Dan dengan cara dia mengatur pasukannya, bibirnya melengkung jijik di balik topeng. Sebagian besar tentara telah dipindahkan ke lapisan atas, tempat dia berencana untuk memasang jebakan sebenarnya. Tapi sekarang? Dengan semuanya terbuka, banyak lapisan dibiarkan tanpa perlindungan, warga sipil mereka terperangkap di depan mata.
Pikiran tentang bagaimana dia telah diperdaya membuat amarah yang lebih membara daripada api membakar dadanya.
“Sialan kau, Gaia.” Geramnya pelan.
Suara langkah kaki yang mendekat terdengar olehnya. Maren tiba lebih dulu, ekspresinya setenang biasanya, dan jubahnya berdesir di lantai batu.

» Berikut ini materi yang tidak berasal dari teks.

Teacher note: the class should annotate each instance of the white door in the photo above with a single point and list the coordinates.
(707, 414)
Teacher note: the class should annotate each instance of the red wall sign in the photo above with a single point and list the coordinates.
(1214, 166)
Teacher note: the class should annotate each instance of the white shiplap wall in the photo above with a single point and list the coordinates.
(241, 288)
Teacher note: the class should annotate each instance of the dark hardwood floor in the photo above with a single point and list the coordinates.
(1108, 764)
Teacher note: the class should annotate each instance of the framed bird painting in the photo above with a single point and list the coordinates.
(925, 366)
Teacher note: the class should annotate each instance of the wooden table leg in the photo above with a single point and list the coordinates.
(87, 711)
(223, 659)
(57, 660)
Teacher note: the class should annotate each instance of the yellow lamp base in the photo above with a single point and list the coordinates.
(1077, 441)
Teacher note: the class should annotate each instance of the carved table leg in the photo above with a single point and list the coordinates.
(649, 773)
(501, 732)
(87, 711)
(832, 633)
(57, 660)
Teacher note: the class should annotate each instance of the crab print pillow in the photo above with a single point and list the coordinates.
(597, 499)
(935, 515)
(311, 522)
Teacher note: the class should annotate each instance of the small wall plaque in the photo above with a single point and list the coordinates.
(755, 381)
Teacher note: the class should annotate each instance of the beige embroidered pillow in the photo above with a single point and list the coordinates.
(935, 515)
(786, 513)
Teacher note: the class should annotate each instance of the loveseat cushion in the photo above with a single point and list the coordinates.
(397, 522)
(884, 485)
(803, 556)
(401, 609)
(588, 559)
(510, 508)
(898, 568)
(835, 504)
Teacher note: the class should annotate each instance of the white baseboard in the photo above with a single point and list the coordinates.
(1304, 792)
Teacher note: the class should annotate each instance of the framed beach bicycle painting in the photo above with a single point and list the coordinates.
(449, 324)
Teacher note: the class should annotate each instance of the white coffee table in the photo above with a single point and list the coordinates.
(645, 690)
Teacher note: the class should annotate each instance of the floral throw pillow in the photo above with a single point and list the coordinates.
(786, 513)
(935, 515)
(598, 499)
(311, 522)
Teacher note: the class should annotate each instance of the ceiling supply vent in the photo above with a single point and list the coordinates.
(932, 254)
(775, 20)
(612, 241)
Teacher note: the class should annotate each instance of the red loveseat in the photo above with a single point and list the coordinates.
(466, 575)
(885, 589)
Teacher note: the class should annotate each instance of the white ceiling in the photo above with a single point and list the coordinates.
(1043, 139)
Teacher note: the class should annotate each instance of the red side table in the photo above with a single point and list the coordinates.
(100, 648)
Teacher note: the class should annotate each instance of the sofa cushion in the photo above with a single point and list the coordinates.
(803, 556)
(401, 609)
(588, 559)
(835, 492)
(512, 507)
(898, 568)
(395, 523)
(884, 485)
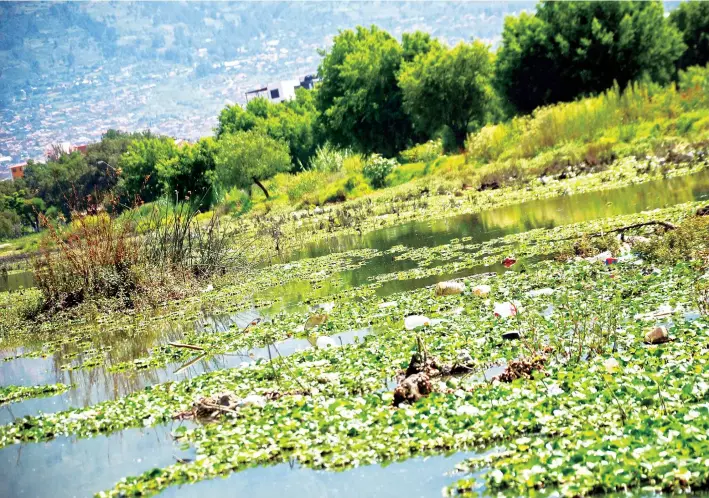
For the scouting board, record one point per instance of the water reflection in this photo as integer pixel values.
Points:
(96, 385)
(543, 213)
(413, 478)
(15, 281)
(66, 467)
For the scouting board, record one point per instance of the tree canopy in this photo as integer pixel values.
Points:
(449, 87)
(247, 157)
(139, 167)
(576, 48)
(190, 172)
(359, 99)
(292, 122)
(692, 21)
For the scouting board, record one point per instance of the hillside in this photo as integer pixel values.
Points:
(71, 71)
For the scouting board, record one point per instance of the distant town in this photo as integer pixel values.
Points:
(70, 77)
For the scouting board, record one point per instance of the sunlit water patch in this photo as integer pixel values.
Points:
(67, 467)
(413, 478)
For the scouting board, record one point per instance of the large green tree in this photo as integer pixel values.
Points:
(58, 181)
(417, 43)
(359, 100)
(692, 21)
(576, 48)
(293, 122)
(139, 167)
(247, 157)
(190, 172)
(449, 87)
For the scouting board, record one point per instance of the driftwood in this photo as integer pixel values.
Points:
(622, 230)
(189, 363)
(188, 346)
(415, 382)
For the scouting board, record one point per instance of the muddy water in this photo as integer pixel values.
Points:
(80, 468)
(543, 213)
(413, 478)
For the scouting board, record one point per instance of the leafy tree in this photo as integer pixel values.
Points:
(190, 172)
(248, 157)
(138, 167)
(57, 181)
(103, 158)
(449, 87)
(293, 122)
(10, 224)
(575, 48)
(692, 21)
(417, 43)
(359, 100)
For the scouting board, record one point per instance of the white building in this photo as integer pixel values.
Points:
(282, 90)
(275, 92)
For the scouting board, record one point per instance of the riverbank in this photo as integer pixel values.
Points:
(261, 339)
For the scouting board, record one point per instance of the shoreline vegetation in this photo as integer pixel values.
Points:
(570, 351)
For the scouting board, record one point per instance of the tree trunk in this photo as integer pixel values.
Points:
(262, 187)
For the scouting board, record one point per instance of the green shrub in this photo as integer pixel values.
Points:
(423, 153)
(328, 159)
(377, 168)
(690, 241)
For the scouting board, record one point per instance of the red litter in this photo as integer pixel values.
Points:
(507, 262)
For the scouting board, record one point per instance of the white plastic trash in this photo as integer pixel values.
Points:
(506, 309)
(600, 258)
(482, 290)
(324, 341)
(541, 292)
(414, 321)
(449, 288)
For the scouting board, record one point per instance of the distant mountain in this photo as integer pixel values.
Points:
(69, 71)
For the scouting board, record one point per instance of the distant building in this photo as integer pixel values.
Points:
(283, 90)
(17, 170)
(55, 150)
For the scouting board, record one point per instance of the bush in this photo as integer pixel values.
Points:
(690, 241)
(423, 153)
(151, 257)
(328, 159)
(377, 168)
(97, 258)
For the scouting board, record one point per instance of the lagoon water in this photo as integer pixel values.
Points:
(70, 467)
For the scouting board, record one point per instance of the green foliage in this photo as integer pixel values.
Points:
(15, 393)
(359, 100)
(248, 157)
(425, 152)
(292, 122)
(417, 43)
(692, 20)
(139, 166)
(189, 173)
(329, 159)
(377, 168)
(577, 48)
(689, 242)
(10, 225)
(601, 122)
(449, 87)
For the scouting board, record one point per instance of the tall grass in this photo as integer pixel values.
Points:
(96, 258)
(616, 115)
(149, 255)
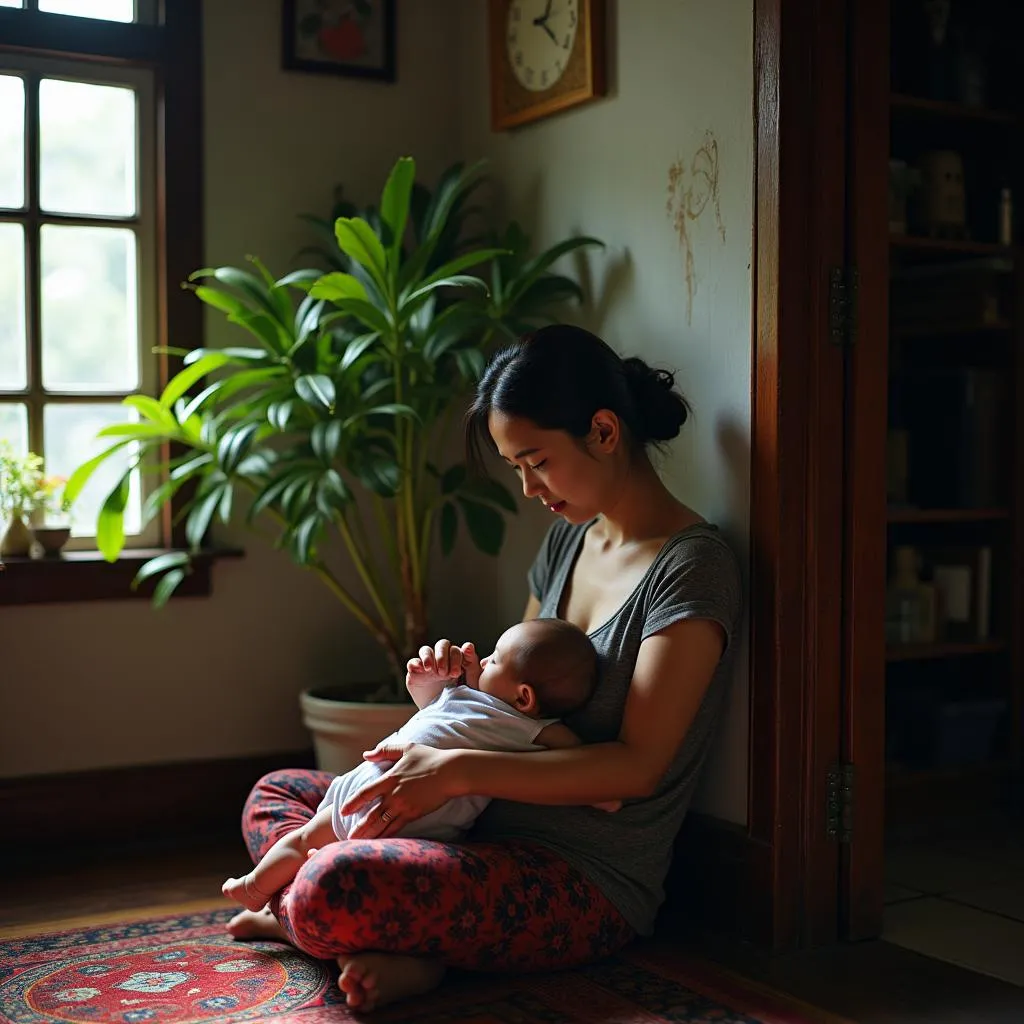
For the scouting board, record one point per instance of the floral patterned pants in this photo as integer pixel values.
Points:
(483, 906)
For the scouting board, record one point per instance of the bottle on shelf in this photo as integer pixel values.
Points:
(910, 603)
(1006, 217)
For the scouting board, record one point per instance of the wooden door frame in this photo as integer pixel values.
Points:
(776, 880)
(797, 468)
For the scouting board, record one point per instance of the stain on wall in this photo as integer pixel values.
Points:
(692, 188)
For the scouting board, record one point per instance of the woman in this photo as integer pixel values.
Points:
(544, 881)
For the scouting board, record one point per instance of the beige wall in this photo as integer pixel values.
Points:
(680, 104)
(104, 686)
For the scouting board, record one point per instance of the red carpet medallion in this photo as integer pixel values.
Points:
(183, 969)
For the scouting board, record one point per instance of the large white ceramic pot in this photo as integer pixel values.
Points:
(343, 729)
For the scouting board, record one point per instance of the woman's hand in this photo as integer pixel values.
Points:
(419, 781)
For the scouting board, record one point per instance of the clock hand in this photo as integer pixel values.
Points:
(540, 22)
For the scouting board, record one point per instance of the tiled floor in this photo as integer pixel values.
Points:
(962, 899)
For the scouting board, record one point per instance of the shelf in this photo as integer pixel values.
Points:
(948, 773)
(930, 651)
(949, 330)
(952, 247)
(947, 515)
(941, 109)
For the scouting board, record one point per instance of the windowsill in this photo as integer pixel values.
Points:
(86, 576)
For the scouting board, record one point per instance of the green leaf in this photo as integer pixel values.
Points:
(221, 300)
(455, 184)
(394, 205)
(450, 526)
(195, 404)
(484, 489)
(532, 270)
(275, 336)
(111, 523)
(460, 263)
(180, 383)
(300, 279)
(316, 389)
(233, 354)
(456, 281)
(470, 363)
(486, 525)
(393, 409)
(235, 444)
(170, 560)
(152, 410)
(332, 494)
(335, 287)
(271, 492)
(137, 431)
(280, 413)
(356, 239)
(365, 312)
(167, 586)
(304, 539)
(83, 473)
(249, 285)
(325, 438)
(355, 348)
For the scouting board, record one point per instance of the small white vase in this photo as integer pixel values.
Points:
(343, 729)
(16, 542)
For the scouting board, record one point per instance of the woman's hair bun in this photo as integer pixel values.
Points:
(660, 409)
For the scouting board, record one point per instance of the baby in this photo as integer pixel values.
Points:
(540, 671)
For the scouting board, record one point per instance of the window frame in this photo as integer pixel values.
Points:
(171, 47)
(34, 217)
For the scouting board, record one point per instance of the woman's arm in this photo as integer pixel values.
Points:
(673, 672)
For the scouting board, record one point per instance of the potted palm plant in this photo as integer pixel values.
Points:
(333, 425)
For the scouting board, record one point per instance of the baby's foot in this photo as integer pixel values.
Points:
(256, 925)
(244, 892)
(372, 980)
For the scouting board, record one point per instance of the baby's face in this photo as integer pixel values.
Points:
(500, 676)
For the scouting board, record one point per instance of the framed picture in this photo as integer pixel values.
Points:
(351, 38)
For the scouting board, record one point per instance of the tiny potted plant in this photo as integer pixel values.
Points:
(51, 515)
(20, 478)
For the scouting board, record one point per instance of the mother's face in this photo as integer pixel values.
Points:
(568, 475)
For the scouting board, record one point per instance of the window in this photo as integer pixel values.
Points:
(79, 253)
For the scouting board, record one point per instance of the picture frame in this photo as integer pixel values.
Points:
(348, 38)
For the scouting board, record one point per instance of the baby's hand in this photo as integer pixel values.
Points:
(471, 666)
(242, 891)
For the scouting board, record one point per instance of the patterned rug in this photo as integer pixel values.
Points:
(183, 969)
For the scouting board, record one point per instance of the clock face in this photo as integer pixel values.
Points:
(539, 40)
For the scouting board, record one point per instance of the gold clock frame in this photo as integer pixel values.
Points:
(585, 77)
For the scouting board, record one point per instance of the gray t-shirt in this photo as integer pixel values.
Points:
(628, 853)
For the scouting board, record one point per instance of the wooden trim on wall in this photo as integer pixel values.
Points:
(720, 882)
(867, 388)
(180, 204)
(115, 807)
(796, 486)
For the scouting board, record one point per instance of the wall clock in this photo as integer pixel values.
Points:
(546, 55)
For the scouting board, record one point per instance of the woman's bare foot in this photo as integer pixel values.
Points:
(256, 925)
(372, 980)
(244, 892)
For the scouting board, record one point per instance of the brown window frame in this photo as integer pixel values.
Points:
(172, 49)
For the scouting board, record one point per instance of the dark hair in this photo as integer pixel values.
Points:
(558, 377)
(558, 659)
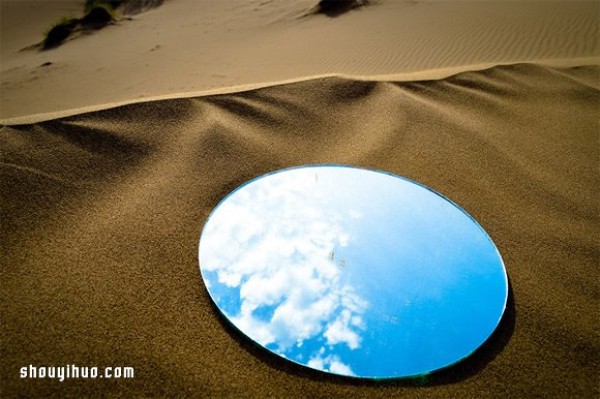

Kant mengikuti, tongkatnya mengetuk perlahan setiap langkah. Kedua tetua itu berhenti di sisinya, menatap kengerian kota mereka yang terungkap.
Aurelius menolehkan wajahnya yang bertopeng ke arah mereka. Suaranya dingin, dan mereka bisa merasakan betapa marahnya dia.
“Ini adalah pengorbanan,” katanya. “Jangan anggap ini sebagai hal lain. Warga sipil akan mati. Seluruh lapisan masyarakat akan berlumuran darah. Tetapi ini perlu. Kita harus menyimpan kekuatan kita untuk pertempuran sesungguhnya yang akan datang.”
Tak satu pun dari mereka yang lebih tua membantah. Maren hanya menganggukkan kepalanya, dan Kant bergumam pelan, “Baiklah.”
Gunung itu mengerang untuk terakhir kalinya, dan kemudian hening, kecuali teriakan warga sipil yang panik yang menggema di lapisan-lapisan Carthage yang terbuka.
Aurelius mencengkeram pagar, topeng peraknya berkilauan di bawah cahaya pagi yang baru. Kotanya telanjang, dan strateginya hancur berantakan. Namun, dia tetap tidak akan menyerah.
Jika Gaia mengira ini akan mengalahkannya, dia sama sekali tidak tahu siapa yang sedang dihadapinya.